Uploaded image for project: 'MariaDB Server'
  1. MariaDB Server
  2. MDEV-4817

Optimizer fails to optimize expression of the form 'FOO' IS NULL

Details

    • Bug
    • Status: Closed (View Workflow)
    • Major
    • Resolution: Fixed
    • 5.5.32
    • 5.5.33
    • None
    • None
    • openSUSE 12.1
      mariadb-5.5.28a-1.4.1.x86_64

    Description

      This is a copy of this MySQL bug: http://bugs.mysql.com/bug.php?id=69359

      I am filing it here in hopes it will get more attention than from the MySQL folks.

      Note, this bug occurs in BOTH MySQL and MariaDB.

      Restatement of bug follows...

      See

      http://stackoverflow.com/questions/16848190/mysql-why-isnt-foo-is-null-optimized-away

      for a description. Quoting that here:

      I have two tables Person and Message and the latter has a foreign key to the former. Each table has id as the primary key column, and the Person table also has a column personId which is (uniquely) indexed.

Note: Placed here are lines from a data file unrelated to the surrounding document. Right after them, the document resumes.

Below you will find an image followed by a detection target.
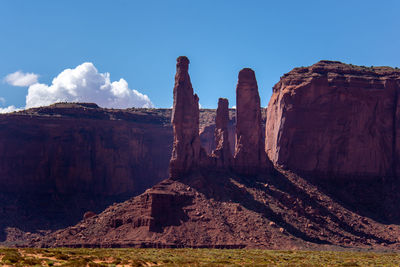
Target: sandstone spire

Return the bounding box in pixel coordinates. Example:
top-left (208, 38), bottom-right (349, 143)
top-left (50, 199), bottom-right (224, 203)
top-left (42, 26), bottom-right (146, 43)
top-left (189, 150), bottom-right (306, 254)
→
top-left (169, 56), bottom-right (204, 179)
top-left (211, 98), bottom-right (233, 169)
top-left (234, 68), bottom-right (269, 175)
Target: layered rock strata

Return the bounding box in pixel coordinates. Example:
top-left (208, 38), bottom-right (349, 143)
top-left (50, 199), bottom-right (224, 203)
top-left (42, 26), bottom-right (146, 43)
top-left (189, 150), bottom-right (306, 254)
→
top-left (266, 60), bottom-right (400, 179)
top-left (0, 103), bottom-right (244, 238)
top-left (7, 59), bottom-right (400, 250)
top-left (0, 104), bottom-right (175, 239)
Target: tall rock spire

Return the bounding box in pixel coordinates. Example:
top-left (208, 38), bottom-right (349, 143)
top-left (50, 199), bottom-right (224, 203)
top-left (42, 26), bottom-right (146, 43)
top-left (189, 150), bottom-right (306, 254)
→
top-left (234, 68), bottom-right (270, 175)
top-left (211, 98), bottom-right (233, 169)
top-left (169, 56), bottom-right (204, 179)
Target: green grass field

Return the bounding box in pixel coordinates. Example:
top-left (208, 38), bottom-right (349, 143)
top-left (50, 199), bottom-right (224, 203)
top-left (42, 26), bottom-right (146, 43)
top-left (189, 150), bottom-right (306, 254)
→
top-left (1, 247), bottom-right (400, 266)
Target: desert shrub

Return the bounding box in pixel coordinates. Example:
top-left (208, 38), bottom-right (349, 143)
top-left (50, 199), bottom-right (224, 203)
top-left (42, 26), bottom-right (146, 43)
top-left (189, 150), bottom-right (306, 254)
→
top-left (2, 250), bottom-right (23, 264)
top-left (131, 259), bottom-right (146, 267)
top-left (340, 262), bottom-right (360, 267)
top-left (22, 257), bottom-right (43, 266)
top-left (112, 257), bottom-right (122, 264)
top-left (60, 258), bottom-right (88, 266)
top-left (88, 262), bottom-right (108, 267)
top-left (55, 253), bottom-right (70, 260)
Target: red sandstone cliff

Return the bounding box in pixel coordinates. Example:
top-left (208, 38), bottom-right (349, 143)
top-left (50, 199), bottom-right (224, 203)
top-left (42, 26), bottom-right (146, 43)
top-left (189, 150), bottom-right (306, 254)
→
top-left (0, 103), bottom-right (173, 196)
top-left (0, 103), bottom-right (174, 236)
top-left (6, 59), bottom-right (400, 250)
top-left (0, 102), bottom-right (232, 236)
top-left (266, 61), bottom-right (400, 179)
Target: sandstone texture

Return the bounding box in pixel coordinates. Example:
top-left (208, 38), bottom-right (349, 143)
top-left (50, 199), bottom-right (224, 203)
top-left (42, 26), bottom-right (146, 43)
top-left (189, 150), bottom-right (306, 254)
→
top-left (199, 109), bottom-right (268, 156)
top-left (0, 103), bottom-right (172, 197)
top-left (266, 61), bottom-right (400, 179)
top-left (0, 103), bottom-right (173, 238)
top-left (22, 168), bottom-right (400, 250)
top-left (0, 102), bottom-right (239, 239)
top-left (235, 68), bottom-right (271, 175)
top-left (170, 56), bottom-right (208, 179)
top-left (211, 98), bottom-right (233, 169)
top-left (5, 58), bottom-right (400, 251)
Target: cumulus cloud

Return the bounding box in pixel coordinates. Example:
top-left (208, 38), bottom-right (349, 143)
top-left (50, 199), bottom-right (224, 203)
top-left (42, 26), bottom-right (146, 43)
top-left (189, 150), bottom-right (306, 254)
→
top-left (25, 62), bottom-right (153, 109)
top-left (4, 71), bottom-right (39, 87)
top-left (0, 105), bottom-right (19, 114)
top-left (0, 97), bottom-right (5, 105)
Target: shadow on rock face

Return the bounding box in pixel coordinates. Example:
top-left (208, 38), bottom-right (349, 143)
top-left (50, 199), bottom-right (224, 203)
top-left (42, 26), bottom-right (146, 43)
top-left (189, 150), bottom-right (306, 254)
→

      The query below should take advantage of the personId key index, but instead MySQL requires scanning the entire Message table for some reason:

      mysql> EXPLAIN SELECT `m`.*
          -> FROM
          ->   `Message` AS `m`
          -> LEFT JOIN
          ->   `Person` AS `p` ON (`m`.`person` = `p`.`id`)
          -> WHERE
          ->   'M002649397' IS NULL OR
          ->   `p`.`personId` = 'M002649397';
      +----+-------------+-------+--------+---------------+---------+---------+----------------+--------+-------------+
      | id | select_type | table | type   | possible_keys | key     | key_len | ref            | rows   | Extra       |
      +----+-------------+-------+--------+---------------+---------+---------+----------------+--------+-------------+
      |  1 | SIMPLE      | m     | ALL    | NULL          | NULL    | NULL    | NULL           | 273220 |             |
      |  1 | SIMPLE      | p     | eq_ref | PRIMARY       | PRIMARY | 8       | pcom.m.person  |      1 | Using where |
      +----+-------------+-------+--------+---------------+---------+---------+----------------+--------+-------------+
      2 rows in set (0.00 sec)

      But when I comment out the 'M002649397' IS NULL OR clause (which has no effect on the result), the query suddenly gets more efficient:

      mysql> EXPLAIN SELECT `m`.*
          -> FROM
          ->   `Message` AS `m`
          -> LEFT JOIN
          ->   `Person` AS `p` ON (`m`.`person` = `p`.`id`)
          -> WHERE
          -> --  'M002649397' IS NULL OR
          ->   `p`.`personId` = 'M002649397';
      +----+-------------+-------+-------+--------------------+--------------------+---------+-------+------+-------------+
      | id | select_type | table | type  | possible_keys      | key                | key_len | ref   | rows | Extra       |
      +----+-------------+-------+-------+--------------------+--------------------+---------+-------+------+-------------+
      |  1 | SIMPLE      | p     | const | PRIMARY,personId   | personId           | 767     | const |    1 | Using index |
      |  1 | SIMPLE      | m     | ref   | FK9C2397E7A0F6ED11 | FK9C2397E7A0F6ED11 | 9       | const |    3 | Using where |
      +----+-------------+-------+-------+--------------------+--------------------+---------+-------+------+-------------+
      2 rows in set (0.01 sec)

      The bug is that the 'M002649397' IS NULL expression, which is always false, is not being optimized away.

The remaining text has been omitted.